Color bomb

I found a snapshot of the following leaderboard (link) in a newsletter in my inbox.

Openrouter_leaderboard_stackedcolumns

This chart ranks different AIs (foundational models) by token usage (which is the unit by which AI companies charge users).

It's a standard stacked column chart, with data aggregated by week. The colors represent different foundational models.

In the original webpage, there is a table printed below, listing the top 20 model names, ordered from the most tokens used.

Openrouter_leaderboard_table

Certain AI models have come and gone (e.g. the yellow and blue ones at the bottom of the chart in the first half). The model in pink has been the front runner through all weeks.

Total usage has been rising, although it might be flattening, which is the point made by the newsletter publisher.

***

A curiosity is the gray shaded section on the far right - it represents the projected total token usage for the days that have not yet passed during the current week. This is one of those additions that I like to see more often. If the developer had chosen to plot the raw data and nothing more, then they would have made the same chart except for the gray section. On that chart, the last column should not be compared to any other column as it is the only one that encodes a partial week.

This added gray section addresses the specific question: whether the total token usage for the current week is on pace with prior weeks, or faster or slower. (The accuracy of the projection is a different matter, which I won't discuss.)

This added gray section leaves another set of questions unanswered. The chart suggests that the total token usage is expected to exceed the values for the prior few weeks, at the time it was frozen. We naturally want to know which models are contributing to this projected growth (and which aren't). The current design cannot address this issue because the projected additional usage is aggregated, and not available at the model level.

While it "tops up" the weekly total usage using a projected value, the chart does not show how many days are remaining. That's an important piece of information for interpreting the projection.

***

Now, we come to the good part, for those of us who loves details.

A major weakness of these stacked column charts is of course the dizzy set of colors required, one for each model. Some of the shades are so similar it's hard to tell if they repeated colors. Are these two different blues or the same blue?

Openrouter_leaderboard_blues

Besides, the visualization software has a built-in feature that "softens" a color when it is clicked on. This feature introduces unpleasant surprises as that soft shade might have been used for another category.

Openrouter_aimodels_ranking_mutedcolors

It appears that the series is running sideways (following the superimposed gray line) when in fact the first section is a softened red associated with the series that went higher (following the white line).

It's near impossible to work with so many colors.
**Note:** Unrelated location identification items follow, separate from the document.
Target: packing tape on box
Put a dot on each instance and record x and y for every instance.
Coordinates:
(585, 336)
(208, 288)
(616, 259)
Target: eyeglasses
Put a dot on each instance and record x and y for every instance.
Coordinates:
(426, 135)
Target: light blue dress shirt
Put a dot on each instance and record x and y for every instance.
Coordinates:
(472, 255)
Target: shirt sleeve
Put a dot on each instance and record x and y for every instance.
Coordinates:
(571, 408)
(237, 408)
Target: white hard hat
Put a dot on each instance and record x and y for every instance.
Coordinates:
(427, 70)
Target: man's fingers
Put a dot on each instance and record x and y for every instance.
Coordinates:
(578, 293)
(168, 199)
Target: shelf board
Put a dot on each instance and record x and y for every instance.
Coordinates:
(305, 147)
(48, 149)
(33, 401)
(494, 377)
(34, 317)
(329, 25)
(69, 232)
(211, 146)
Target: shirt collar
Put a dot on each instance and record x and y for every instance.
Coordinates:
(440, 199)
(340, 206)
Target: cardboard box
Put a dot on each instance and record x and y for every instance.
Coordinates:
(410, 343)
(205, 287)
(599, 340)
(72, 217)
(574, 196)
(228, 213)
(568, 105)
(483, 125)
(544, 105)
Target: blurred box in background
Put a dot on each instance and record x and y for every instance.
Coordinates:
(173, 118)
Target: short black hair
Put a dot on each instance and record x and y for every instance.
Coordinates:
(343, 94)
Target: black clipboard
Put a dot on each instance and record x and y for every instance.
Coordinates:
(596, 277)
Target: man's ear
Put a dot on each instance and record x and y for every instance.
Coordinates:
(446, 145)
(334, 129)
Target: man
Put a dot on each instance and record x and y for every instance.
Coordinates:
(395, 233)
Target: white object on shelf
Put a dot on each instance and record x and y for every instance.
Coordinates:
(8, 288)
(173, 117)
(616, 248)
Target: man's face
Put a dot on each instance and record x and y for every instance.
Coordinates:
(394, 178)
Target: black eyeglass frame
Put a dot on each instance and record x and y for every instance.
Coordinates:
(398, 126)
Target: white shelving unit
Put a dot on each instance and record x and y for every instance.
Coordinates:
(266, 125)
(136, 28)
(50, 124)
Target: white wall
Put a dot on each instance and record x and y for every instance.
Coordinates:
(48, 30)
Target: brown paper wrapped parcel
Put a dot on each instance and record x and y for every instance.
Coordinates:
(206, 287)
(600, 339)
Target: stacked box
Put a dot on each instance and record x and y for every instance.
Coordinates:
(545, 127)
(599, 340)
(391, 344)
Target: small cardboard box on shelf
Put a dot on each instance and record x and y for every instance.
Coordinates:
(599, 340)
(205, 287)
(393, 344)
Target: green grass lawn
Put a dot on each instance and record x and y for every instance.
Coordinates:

If you extract the underlying data, you find that they show 10 values per day across 24 weeks. Because the AI companies are busy launching new models, the dataset contains 40 unique model names, which imply they needed 40 different shades on this one chart. (Double that to 80 shades if we add the colors on click variations.)

***

I hope some of you have noticed something else. Earlier, I mentioned the model in pink as the most popular AI model but if you take a closer look, this pink section actually represents a mostly useless catch-all category called "Others," that presumably aggregates the token usages of a range of less popular models. In this design, the Others category is catching an undeserved amount of attention.

It's unclear how the models are ordered within each column. The developer did not group together different generations of models by the same developer. Anthropic Claude has many entries: Sonnet 4 [green], Sonnet 3.5 [blue], Sonnet 3.5 (self-moderated) [yellow], Sonnet 3.7 (thinking) [pink], Sonnet 3.7 [violet], Sonnet 3.7 (self-moderated) [cyan], etc. The same for OpenAI, Google, etc.
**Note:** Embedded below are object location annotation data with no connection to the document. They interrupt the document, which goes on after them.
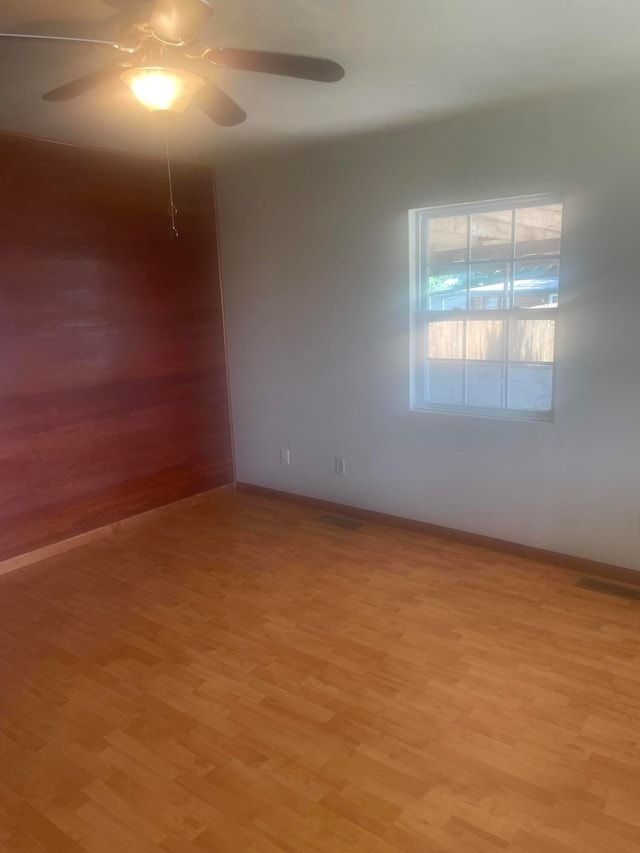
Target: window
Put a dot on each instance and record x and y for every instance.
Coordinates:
(485, 305)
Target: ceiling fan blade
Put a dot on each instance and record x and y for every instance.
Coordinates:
(84, 84)
(219, 107)
(178, 21)
(286, 64)
(64, 40)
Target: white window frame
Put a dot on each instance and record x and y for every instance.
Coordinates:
(419, 316)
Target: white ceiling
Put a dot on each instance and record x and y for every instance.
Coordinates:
(406, 60)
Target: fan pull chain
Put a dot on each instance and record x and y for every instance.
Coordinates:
(172, 208)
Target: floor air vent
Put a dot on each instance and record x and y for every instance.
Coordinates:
(339, 521)
(608, 588)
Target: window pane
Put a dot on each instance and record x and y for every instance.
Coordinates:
(446, 339)
(485, 384)
(488, 286)
(492, 235)
(485, 339)
(530, 387)
(536, 285)
(538, 230)
(532, 340)
(447, 288)
(448, 239)
(445, 382)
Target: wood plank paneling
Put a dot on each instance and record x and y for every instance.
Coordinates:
(113, 389)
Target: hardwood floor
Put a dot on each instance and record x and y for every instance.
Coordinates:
(240, 677)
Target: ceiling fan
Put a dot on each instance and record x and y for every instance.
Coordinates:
(159, 46)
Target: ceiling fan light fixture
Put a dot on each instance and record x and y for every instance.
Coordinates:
(163, 89)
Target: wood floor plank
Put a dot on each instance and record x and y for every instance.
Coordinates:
(238, 677)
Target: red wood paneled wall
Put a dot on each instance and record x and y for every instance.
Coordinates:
(113, 389)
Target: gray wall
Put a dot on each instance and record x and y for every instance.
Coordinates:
(315, 266)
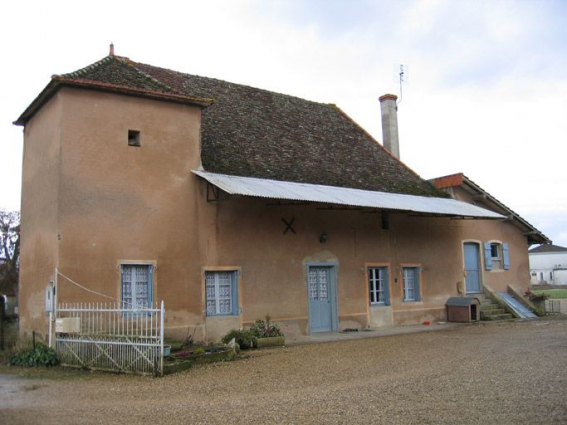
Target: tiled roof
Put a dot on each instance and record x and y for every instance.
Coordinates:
(257, 133)
(547, 248)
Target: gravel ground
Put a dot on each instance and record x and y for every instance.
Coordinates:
(497, 373)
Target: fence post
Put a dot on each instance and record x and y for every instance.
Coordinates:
(162, 314)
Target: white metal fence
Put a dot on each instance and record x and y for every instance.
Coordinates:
(110, 337)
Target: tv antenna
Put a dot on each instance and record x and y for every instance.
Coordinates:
(401, 77)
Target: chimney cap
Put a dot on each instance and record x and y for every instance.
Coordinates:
(388, 97)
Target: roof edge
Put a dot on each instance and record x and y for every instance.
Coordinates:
(60, 81)
(442, 194)
(459, 179)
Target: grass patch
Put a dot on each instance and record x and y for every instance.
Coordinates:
(552, 293)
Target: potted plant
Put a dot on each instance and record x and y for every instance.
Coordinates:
(267, 334)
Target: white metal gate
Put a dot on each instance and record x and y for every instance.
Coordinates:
(110, 337)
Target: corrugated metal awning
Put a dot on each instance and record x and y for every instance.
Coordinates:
(303, 192)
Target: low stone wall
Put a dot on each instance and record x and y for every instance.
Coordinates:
(556, 306)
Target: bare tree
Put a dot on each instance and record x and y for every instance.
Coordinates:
(9, 251)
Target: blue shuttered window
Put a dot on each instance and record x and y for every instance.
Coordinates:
(137, 285)
(412, 287)
(221, 293)
(379, 285)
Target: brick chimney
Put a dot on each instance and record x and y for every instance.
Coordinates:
(390, 123)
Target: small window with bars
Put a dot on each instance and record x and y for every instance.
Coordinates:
(221, 293)
(378, 285)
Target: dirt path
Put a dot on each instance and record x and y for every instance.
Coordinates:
(500, 373)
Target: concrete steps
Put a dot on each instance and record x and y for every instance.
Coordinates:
(491, 311)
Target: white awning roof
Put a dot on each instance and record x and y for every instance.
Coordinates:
(303, 192)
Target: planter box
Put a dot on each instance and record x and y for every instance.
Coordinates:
(274, 341)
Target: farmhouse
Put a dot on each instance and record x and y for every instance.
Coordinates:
(230, 203)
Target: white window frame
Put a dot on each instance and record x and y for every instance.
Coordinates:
(377, 285)
(496, 260)
(415, 288)
(131, 268)
(232, 296)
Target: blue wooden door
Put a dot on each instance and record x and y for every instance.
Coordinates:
(472, 268)
(321, 296)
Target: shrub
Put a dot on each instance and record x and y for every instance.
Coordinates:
(265, 329)
(40, 356)
(243, 337)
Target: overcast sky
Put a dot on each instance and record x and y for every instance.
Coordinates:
(486, 92)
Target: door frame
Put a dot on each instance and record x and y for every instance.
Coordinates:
(480, 265)
(333, 273)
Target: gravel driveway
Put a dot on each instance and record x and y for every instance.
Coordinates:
(497, 373)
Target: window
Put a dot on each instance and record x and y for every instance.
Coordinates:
(378, 285)
(137, 285)
(134, 138)
(221, 293)
(411, 284)
(496, 256)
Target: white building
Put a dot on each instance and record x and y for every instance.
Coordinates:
(548, 265)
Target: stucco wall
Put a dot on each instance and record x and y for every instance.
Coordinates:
(117, 203)
(39, 218)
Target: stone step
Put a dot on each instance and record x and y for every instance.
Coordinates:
(498, 317)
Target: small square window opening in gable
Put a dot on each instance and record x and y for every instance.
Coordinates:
(378, 285)
(221, 293)
(496, 256)
(134, 138)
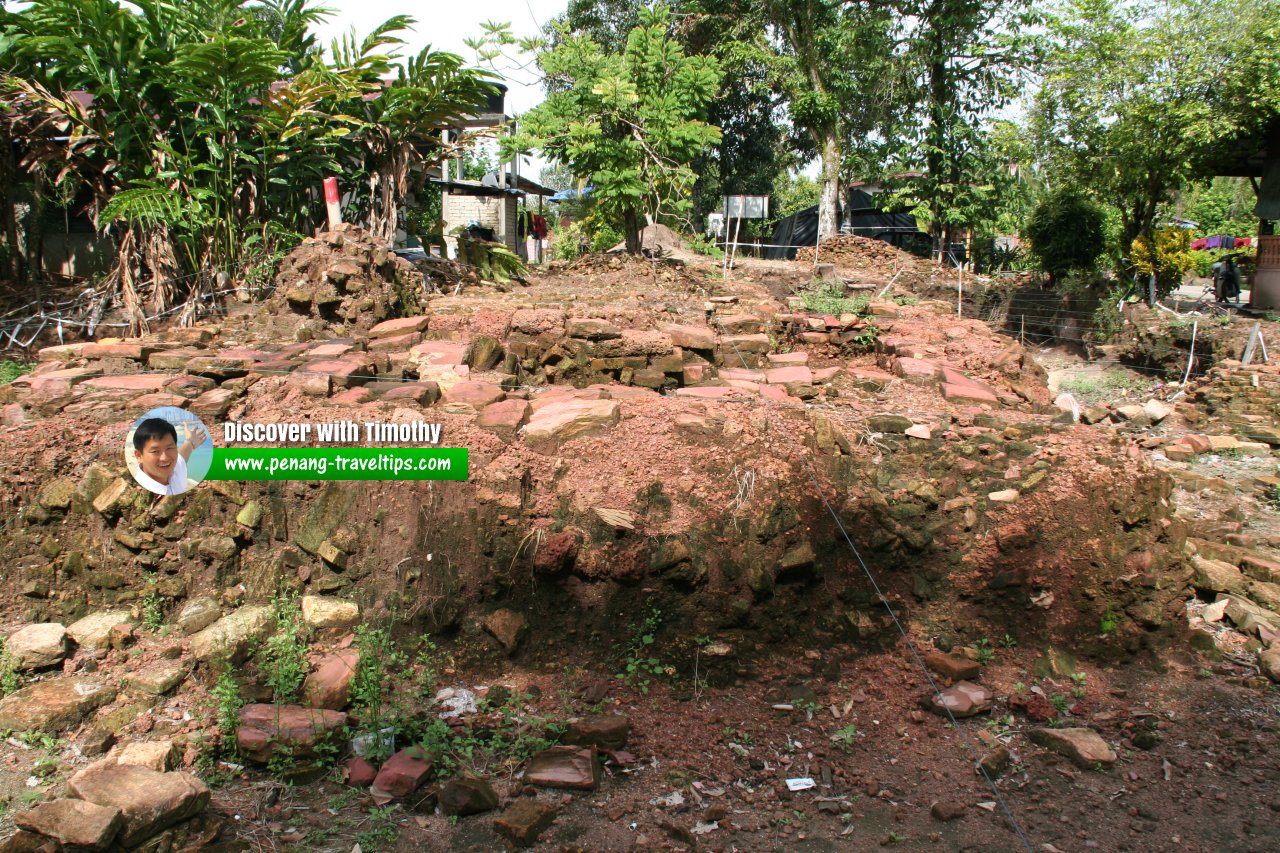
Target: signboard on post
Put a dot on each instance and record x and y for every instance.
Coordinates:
(736, 209)
(746, 206)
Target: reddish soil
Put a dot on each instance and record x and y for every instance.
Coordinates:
(1194, 733)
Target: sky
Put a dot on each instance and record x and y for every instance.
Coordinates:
(446, 24)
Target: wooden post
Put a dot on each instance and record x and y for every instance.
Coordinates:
(330, 200)
(1191, 356)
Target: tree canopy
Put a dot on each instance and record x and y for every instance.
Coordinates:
(631, 122)
(201, 131)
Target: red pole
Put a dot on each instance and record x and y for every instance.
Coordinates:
(330, 200)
This graphical decision may reflect how users of large language models evaluate performance. Perhaps at this time, there is no brand loyalty, or lock-in effect, and users see all these different models as direct substitutes. Therefore, our attention is focused on the larger number of individual models, rather than the smaller set of AI developers.

***

Before ending the post, I must point out that the publisher of this set of rankings offers a platform that allows users to switch between models. They are visualizing their internal data. This means the dataset only describes what customers of Openrouter.ai do on this platform. There should be no expectation that this company's user base is representative of all users of LLMs.


Light entertainment: Acid Images

A contact commented on the following chart circulating on Linkedin to promote Portugal:

Linkedin_portugal_processedfood

His main complaint: the flag of Portugal is wrong!

Imagine.

***

A couple of things to note about this image.

I clicked on the "CR" logo on the top left corner, and learned about something called Content Credentials. It tells me that the image was generated by ChatGPT.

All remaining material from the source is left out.